Swansea Parachute Club did survive for many years after the disaster - I lost most of my brain cells and a sizeable part of my liver in their epic parties and had a couple of very cheap jumps. The club moved to Shobdon in the early 90s, though there is now another parachute school there.
Sadly there's been no parachuting at Shobdon for a while.
 
#7
Apparently the aircraft crashed due to 'walnut grit' cleaning agent in the transmission.
 
#8
I knew Kipper and Chris who were on that load.
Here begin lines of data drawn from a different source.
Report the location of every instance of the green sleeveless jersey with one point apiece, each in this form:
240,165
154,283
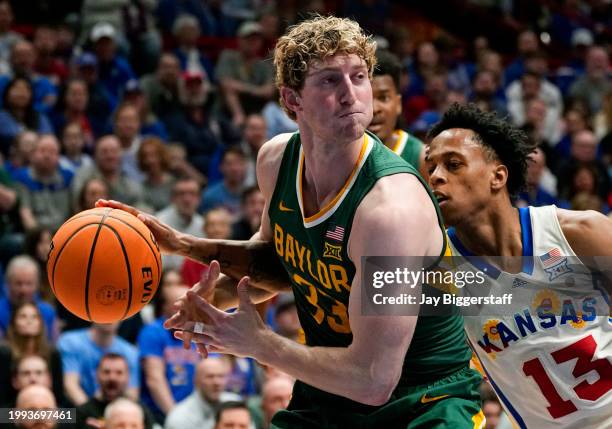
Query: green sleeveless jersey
314,251
408,147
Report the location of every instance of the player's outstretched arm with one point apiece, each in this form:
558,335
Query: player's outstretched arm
397,218
255,258
589,233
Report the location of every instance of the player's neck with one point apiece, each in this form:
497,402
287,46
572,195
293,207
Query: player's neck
494,231
327,166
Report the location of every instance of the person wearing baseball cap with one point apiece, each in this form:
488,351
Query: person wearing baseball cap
245,78
113,70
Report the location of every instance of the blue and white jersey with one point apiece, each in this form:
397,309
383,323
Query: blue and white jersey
549,354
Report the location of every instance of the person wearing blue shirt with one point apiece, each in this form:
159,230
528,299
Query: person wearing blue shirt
23,57
18,113
81,351
168,369
113,71
22,285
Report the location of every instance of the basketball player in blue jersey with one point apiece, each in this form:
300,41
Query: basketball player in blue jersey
550,370
334,194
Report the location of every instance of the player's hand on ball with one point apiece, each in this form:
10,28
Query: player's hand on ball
238,333
168,239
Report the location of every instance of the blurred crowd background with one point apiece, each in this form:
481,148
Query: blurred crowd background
164,104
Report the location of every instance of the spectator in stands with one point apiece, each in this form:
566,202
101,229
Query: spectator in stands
490,60
34,398
275,396
526,44
233,415
127,129
141,33
81,352
107,166
47,64
433,99
245,78
22,283
167,368
596,81
18,113
533,85
254,136
426,63
27,370
584,192
72,107
217,226
73,145
153,161
26,337
101,101
193,126
252,206
536,195
179,166
44,187
7,37
277,121
44,94
226,193
36,244
182,215
11,235
574,120
186,30
583,152
113,375
602,122
198,409
113,70
484,94
161,88
20,151
123,413
93,190
149,124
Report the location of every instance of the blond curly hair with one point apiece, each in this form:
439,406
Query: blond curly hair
315,40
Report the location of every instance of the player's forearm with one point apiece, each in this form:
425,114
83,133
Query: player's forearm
336,370
226,296
253,258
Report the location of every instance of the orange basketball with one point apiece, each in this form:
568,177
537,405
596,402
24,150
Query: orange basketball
104,265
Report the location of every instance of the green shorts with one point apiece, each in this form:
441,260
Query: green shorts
451,402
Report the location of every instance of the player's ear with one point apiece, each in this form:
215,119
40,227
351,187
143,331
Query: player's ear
291,99
500,177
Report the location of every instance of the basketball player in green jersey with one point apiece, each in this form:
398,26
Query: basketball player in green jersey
388,109
334,194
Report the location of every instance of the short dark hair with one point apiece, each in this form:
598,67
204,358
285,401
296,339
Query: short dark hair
508,144
229,405
388,64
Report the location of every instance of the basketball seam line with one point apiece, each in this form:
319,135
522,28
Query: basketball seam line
91,253
127,263
146,241
59,253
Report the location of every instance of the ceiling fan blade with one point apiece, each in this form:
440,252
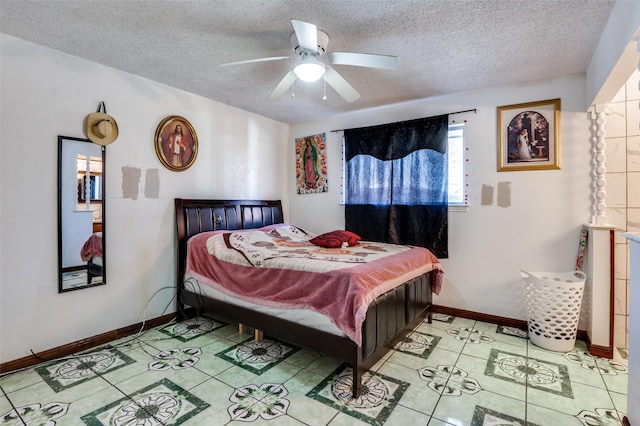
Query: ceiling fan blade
283,86
307,35
341,85
249,61
386,62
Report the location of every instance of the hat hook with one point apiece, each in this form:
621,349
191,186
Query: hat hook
102,106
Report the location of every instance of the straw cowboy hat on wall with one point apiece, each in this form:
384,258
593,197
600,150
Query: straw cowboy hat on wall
101,128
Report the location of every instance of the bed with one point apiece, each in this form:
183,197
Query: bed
91,253
386,319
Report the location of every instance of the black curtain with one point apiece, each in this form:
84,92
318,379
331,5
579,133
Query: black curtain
396,183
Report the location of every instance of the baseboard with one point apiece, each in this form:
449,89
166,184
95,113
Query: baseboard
494,319
601,351
84,344
477,316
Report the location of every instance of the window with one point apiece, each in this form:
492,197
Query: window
457,182
457,190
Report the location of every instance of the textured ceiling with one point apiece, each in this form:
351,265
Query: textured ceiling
444,46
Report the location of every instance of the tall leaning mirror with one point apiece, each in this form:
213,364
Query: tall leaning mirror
81,221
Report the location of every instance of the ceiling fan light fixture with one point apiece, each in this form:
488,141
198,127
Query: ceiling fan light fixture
309,71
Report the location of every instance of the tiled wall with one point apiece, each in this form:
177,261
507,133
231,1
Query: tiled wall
623,191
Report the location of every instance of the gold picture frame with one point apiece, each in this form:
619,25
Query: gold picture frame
176,143
529,136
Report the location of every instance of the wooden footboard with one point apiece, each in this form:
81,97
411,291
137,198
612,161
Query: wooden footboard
389,319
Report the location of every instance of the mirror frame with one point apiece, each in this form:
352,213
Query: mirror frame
61,288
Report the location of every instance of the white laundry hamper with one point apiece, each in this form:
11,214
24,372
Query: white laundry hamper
553,303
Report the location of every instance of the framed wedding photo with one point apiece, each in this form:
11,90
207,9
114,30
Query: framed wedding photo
529,136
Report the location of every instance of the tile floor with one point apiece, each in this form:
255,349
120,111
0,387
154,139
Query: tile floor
454,371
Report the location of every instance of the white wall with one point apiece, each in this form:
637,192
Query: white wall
488,245
45,94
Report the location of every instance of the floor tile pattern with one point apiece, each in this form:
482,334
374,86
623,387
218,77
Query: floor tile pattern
452,372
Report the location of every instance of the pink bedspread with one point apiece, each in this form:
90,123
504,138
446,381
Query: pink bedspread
92,247
340,290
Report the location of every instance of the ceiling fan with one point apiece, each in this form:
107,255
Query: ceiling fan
310,45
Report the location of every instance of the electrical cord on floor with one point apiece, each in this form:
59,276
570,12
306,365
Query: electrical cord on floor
15,410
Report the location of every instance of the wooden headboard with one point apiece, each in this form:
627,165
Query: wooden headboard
195,216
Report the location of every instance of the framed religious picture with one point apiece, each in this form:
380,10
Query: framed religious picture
529,136
311,164
176,143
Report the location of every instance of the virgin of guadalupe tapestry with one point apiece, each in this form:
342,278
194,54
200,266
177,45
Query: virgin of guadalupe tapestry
311,164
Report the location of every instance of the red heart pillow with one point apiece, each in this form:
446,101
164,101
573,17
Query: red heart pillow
334,239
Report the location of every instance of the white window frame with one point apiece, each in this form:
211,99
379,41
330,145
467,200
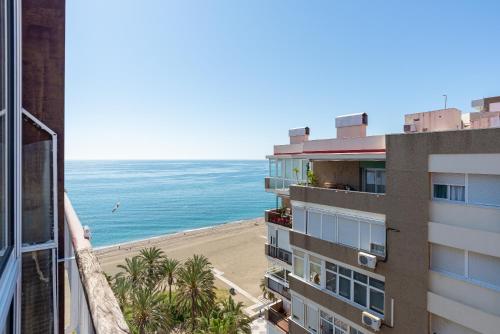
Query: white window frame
336,294
10,277
371,221
466,277
322,310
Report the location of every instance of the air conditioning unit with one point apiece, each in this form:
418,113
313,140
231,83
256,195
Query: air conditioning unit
410,128
367,260
371,321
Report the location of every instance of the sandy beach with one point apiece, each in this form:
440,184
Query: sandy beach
236,251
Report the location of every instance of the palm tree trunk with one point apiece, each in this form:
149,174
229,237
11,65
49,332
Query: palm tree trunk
192,313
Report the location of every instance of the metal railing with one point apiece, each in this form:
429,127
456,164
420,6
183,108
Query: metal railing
92,306
276,315
278,287
278,253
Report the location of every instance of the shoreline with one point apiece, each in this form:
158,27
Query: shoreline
151,241
225,245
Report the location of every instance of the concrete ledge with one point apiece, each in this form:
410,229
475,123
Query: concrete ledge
353,200
465,238
464,315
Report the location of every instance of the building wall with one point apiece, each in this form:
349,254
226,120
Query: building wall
43,61
408,210
344,172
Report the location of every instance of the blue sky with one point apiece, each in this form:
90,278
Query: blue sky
158,79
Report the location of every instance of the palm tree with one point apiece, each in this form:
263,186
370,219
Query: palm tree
121,288
134,270
153,258
169,272
195,287
147,313
234,311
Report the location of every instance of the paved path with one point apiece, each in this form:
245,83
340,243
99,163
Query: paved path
220,275
259,326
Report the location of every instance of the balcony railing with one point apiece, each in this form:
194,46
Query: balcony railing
278,217
276,315
278,286
355,200
92,306
278,253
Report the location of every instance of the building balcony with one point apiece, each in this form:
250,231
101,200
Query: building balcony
277,316
277,282
91,306
279,254
348,199
278,217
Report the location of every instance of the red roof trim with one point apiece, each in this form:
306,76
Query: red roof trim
382,150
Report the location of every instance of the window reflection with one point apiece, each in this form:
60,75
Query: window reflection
38,195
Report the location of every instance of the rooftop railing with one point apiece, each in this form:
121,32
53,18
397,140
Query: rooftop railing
92,306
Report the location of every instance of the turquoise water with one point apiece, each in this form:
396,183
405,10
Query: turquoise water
159,197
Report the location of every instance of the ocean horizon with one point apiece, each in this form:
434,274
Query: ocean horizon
158,197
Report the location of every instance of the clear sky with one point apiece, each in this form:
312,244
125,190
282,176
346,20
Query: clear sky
165,79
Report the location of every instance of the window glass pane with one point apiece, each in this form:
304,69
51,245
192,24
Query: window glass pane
378,234
348,231
377,284
299,219
298,266
314,224
37,303
360,277
272,167
304,170
380,182
370,181
288,169
312,319
331,266
457,193
484,268
298,310
344,287
448,259
279,168
345,271
38,204
364,233
331,281
326,327
360,294
329,228
8,328
314,270
377,301
440,191
484,189
6,227
340,324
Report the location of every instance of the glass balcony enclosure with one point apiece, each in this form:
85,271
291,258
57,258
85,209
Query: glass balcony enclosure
364,176
285,172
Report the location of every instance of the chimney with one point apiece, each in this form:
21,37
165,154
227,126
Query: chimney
298,135
351,126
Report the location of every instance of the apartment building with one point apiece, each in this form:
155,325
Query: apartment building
396,233
43,287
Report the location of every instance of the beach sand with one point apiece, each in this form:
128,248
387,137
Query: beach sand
236,250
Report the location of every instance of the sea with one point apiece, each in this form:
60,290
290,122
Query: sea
124,201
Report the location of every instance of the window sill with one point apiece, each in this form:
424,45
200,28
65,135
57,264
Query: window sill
345,300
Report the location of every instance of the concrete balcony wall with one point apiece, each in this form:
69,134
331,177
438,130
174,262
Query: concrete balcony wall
353,200
466,316
469,216
467,293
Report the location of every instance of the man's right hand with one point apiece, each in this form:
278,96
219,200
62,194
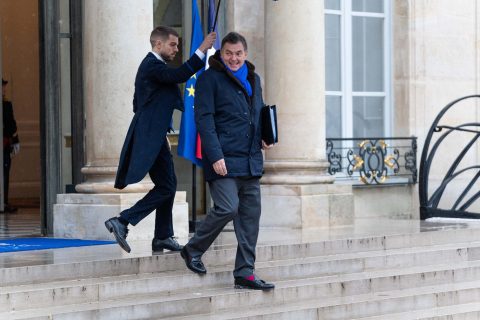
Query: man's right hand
220,167
208,42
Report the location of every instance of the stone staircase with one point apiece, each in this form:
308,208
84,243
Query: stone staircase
430,272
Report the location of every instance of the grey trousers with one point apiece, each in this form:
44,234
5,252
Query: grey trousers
236,199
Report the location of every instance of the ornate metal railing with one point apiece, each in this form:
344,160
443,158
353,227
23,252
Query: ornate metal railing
373,161
456,151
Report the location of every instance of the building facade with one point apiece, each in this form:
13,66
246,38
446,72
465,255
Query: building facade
336,69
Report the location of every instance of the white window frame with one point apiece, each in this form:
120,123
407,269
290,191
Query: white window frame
347,92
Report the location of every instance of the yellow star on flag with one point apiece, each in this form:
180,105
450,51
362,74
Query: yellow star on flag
191,91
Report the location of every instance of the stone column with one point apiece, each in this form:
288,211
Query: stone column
297,191
116,39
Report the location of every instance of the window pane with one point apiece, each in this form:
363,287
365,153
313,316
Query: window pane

Never forgotten guys. I'll post the mag scans on facebook.
 
#9
The crash of the Chinook helicopter in 1982 that was to become known as the Mannheim Disaster was actually on September 11th and subsequently has been overshadowed by the events of 9/11 in New York.

You are not too far off the mark with Frank's name - he was actually called Frank Fonfé - his then buddy being Paul 'Kipper' Kibblewhite. To my knowledge neither Frank nor Paul were ever in any of the Parachute Regiments, but I could be wrong of course.

Forty-four skydivers lives were lost, from UK, France, Germany and the USA. There is a beautiful stained glass window dedicated to them all in St Mary's Church in Swansea City Centre.
 
#10
In St. Louis Port near Toulon France. There is a memorial dedicated to it. Saw the memorial and looked it up. Found you thread. Thank you. Heavily involved in Parachute industry.